Colors of Noise

agx@sigxcpu.org

More sandboxing
25th March 2016

More sandboxing

When working on untrusted code or data it's impossible to predict what happens when one does a:

bundle install --path=vendor

or

npm install

Does this phone out your private SSH and GPG keys? Does a

evince Downloads/justdownloaded.pdf

try to exploit the PDF viewer? While you can run stuff in separate virtual machines this can get cumbersome. libvirt-sandbox to the rescue! It allows to sandbox applications using libvirt's virtualization drivers. It took us a couple of years (The ITP is from 2012) but we finally have it in Debian's NEW queue. When libvirt-sandbox creates a sandbox it uses your root filesystem mounted read only by default so you have access to all installed programs (this can be changed with the --root option though).

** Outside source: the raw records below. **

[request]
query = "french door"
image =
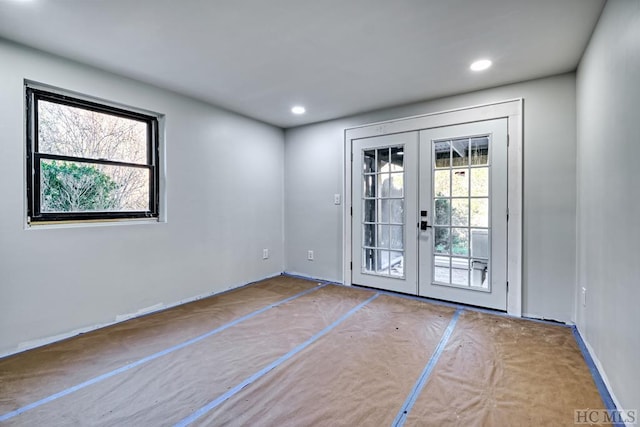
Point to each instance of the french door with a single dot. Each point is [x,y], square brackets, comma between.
[430,213]
[384,204]
[463,194]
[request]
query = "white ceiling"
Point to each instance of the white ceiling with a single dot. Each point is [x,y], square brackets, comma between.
[336,57]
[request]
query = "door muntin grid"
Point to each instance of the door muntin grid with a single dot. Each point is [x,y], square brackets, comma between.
[383,219]
[461,195]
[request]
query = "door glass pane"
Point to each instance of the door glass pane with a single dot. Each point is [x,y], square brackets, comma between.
[442,210]
[369,185]
[460,271]
[397,185]
[480,244]
[397,159]
[479,274]
[441,269]
[460,212]
[442,183]
[397,263]
[479,182]
[460,183]
[442,154]
[460,152]
[460,241]
[369,235]
[369,161]
[383,185]
[383,160]
[383,204]
[383,262]
[369,260]
[441,240]
[397,211]
[369,210]
[396,237]
[461,201]
[480,212]
[480,151]
[383,236]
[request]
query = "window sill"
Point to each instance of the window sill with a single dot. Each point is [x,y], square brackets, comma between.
[45,225]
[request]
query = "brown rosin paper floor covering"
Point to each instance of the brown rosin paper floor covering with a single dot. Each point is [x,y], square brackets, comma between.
[494,371]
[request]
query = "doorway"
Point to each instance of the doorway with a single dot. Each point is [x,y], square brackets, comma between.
[430,210]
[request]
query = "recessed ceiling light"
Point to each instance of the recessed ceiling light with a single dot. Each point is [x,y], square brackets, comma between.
[481,64]
[298,109]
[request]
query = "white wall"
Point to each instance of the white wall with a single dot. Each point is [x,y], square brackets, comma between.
[608,118]
[314,170]
[224,202]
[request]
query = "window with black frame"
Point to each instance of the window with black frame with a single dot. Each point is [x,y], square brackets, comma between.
[89,161]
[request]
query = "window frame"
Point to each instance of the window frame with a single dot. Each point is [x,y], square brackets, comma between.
[33,95]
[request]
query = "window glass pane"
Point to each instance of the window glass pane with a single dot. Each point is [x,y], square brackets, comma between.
[460,241]
[441,269]
[460,212]
[397,263]
[441,240]
[479,212]
[460,152]
[480,151]
[369,163]
[460,271]
[77,132]
[397,237]
[397,185]
[85,187]
[397,211]
[460,183]
[383,160]
[479,182]
[397,159]
[442,207]
[442,183]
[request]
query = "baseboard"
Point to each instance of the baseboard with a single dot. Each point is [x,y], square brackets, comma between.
[119,318]
[611,403]
[315,279]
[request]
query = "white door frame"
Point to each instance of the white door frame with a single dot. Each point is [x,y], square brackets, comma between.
[509,109]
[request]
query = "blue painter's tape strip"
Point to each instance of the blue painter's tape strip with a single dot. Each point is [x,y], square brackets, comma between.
[149,358]
[466,307]
[597,378]
[312,279]
[231,392]
[401,417]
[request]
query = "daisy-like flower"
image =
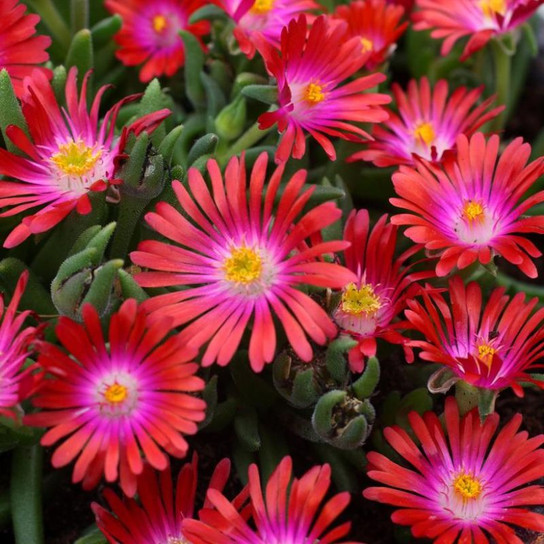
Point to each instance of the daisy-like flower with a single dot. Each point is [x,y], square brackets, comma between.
[69,153]
[427,123]
[150,34]
[20,49]
[491,347]
[479,19]
[115,404]
[237,262]
[370,304]
[461,484]
[158,514]
[310,69]
[267,17]
[470,208]
[15,383]
[288,512]
[377,24]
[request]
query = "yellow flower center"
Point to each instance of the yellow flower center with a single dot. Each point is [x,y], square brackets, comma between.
[115,393]
[357,301]
[491,7]
[473,211]
[367,44]
[244,265]
[467,486]
[314,94]
[260,7]
[75,158]
[159,23]
[424,132]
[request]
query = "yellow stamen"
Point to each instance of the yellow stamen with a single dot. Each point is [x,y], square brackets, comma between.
[159,23]
[492,7]
[116,393]
[357,301]
[244,265]
[467,486]
[473,211]
[75,158]
[314,94]
[367,44]
[260,7]
[425,132]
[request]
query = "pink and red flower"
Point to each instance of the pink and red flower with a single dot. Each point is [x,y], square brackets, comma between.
[16,383]
[377,24]
[461,484]
[69,154]
[150,33]
[289,511]
[491,347]
[115,404]
[159,513]
[472,206]
[265,17]
[370,304]
[310,68]
[427,123]
[20,49]
[235,262]
[479,19]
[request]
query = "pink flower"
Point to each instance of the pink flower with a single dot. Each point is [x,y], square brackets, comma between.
[471,207]
[115,404]
[427,125]
[310,68]
[460,484]
[235,262]
[69,154]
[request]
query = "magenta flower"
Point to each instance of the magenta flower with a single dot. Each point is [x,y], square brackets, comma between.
[461,484]
[237,262]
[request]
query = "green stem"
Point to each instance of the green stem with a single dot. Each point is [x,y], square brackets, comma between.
[502,60]
[54,21]
[26,494]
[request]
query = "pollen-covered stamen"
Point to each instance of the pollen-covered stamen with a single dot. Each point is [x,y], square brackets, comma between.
[360,301]
[260,7]
[424,132]
[159,22]
[473,211]
[244,265]
[75,158]
[493,7]
[467,486]
[314,94]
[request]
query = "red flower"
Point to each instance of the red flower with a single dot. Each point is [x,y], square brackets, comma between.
[472,206]
[309,69]
[235,262]
[120,402]
[20,49]
[377,25]
[490,347]
[150,33]
[460,484]
[158,514]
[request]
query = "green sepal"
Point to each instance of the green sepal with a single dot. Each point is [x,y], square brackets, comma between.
[10,111]
[364,386]
[103,31]
[263,93]
[80,54]
[194,64]
[129,287]
[207,13]
[206,145]
[246,427]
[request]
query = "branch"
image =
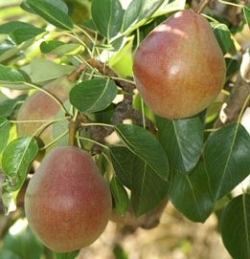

It can use either libvirt's QEMU or LXC drivers. We're using the later in the examples below:

So in order to make sure the above bundler call has no access to your $HOME you can use:

sudo virt-sandbox \
   -m ram:/tmp=10M \
   -m ram:$HOME=10M \
   -m ram:/var/run/screen=1M \
   -m host-bind:/path/to/your/ruby-stuff=/path/to/your/ruby-stuff \
   -c lxc:/// \
   -S $USER \
   -n rubydev-sandbox \
   -N dhcp,source=default \
   /bin/bash

This will make your $HOME unaccessible by mounting a tmpfs over it and using separate network, ipc, mount, pid and utc namespaces allowing you to invoke bundler with less worries. /path/to/your/ruby-stuff is bind mounted read-write into the sandbox so you can change files there. Bundler can fetch new gems using libvirt's default network connection.

And for the PDF case:

sudo virt-sandbox \
  -m ram:$HOME=10M \
  -m ram:/dev/shm=10M \
  -m host-bind:$HOME/Downloads=$HOME/Downloads \
  -c lxc:/// \
  -S $USER \
  -n evince-sandbox \
  --env="DISPLAY=:0" \
  --env="XAUTHORITY=$XAUTHORITY" \
  /usr/bin/evince Downloads/justdownloaded.pdf

Note that the above example shares /tmp with the sandbox in order to give it access to the X11 socket. A better isolation can probably be achieved using xpra or xvnc but I haven't looked into this yet.

Besides the command line program virt-sandbox there's also the library libvirt-sandbox which makes it simpler to build new sandboxing applications. We're not yet shipping virt-sandbox-service (a tool to provision sandboxed system services) in the Debian packages since it's RPM distro specific. Help on porting this to Debian is greatly appreciated.

Tags: debian, libvirt, planetdebian, planetfsfe.